ЖХМС: м/з 658,4 [M+H]+
Стадия 2. В атмосфере азота HCl/диоксан (4M, 1,3 мл, 5,20 ммоль) медленно добавляли к раствору (R)-2-метил-N-((5S)-1'-((8-((1-(тетрагидро-2H-пиран-2-ил)-1H-пиразоло[3,4-b]пиридин-4-ил)тио)имидазо[1,2-c]пиримидин-5-ил)-5,7-дигидроспиро[циклопентадиен[b]пиридин-6,4'-пиперидин]-5-ил)пропан-2-сульфинамида (23-1, 176 мг, 0,26 ммоль) в дихлорметане (10 мл) при 0°C, смесь перемешивали при комнатной температуре в течение 2 ч, и ТСХ (дихлорметан/метанол=8/1) и ЖХМС показали, что реакция завершилась. Реакционный раствор охлаждали до 0°C, медленно добавляли раствор аммиака в метаноле, чтобы довести pH до примерно 10, а затем смесь концентрировали при пониженном давлении и очищали препаративной ТСХ с получением (S)-1'-(8-(((1H-пиразоло[3,4-b]пиридин-4-ил]тио]имидазо[1,2-c]пиримидин-5-ил)-5,7-дигидроспиро[циклопентадиен[b]пиридин-6,4'-пиперидин]-5-амина (23, 73,01 мг, выход: 58,1%). ЖХМС: м/з 470,5 [M+H]+
1H ЯМР (400 МГц, MeOD): δ 8,42 (д, J=4,0 Гц, 1H), 8,16 ~ 8,14 (м, 2H), 8,10 (с, 1H), 7,91 ~ 7,87 (м, 2H), 7,56 (д, J=1,2 Гц, 1H), 7,34 ~ 7,31 (м, 1H), 4,26 (с, 1H), 4,11 ~ 4,06 (м, 1H), 3,49 ~ 3,43 (м, 2H), 3,28 (с, 1H), 3,07 (д, J=16,8 Гц, 1H), 2,15 ~ 2,07 (м, 2H), 1,76 (д, J=12,8 Гц, 2H), 1,64 (д, J=13,6 Гц, 2H).

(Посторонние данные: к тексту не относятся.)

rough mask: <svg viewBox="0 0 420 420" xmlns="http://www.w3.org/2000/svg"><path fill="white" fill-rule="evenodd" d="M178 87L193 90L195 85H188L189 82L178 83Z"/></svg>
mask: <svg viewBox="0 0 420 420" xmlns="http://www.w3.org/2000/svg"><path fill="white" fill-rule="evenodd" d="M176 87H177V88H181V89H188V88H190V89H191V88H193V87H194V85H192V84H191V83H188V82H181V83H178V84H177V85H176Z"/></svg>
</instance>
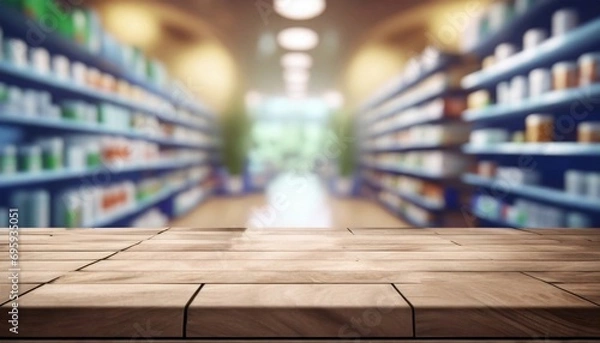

Синтез контрольного соединения: Во время применения раскрытия наиболее близким контрольным соединением к описанию является пример 25 из WO2018136265. В соответствии с синтетическим путем и стадиями процесса примера 25 из WO2018136265 получали контрольное соединение аа.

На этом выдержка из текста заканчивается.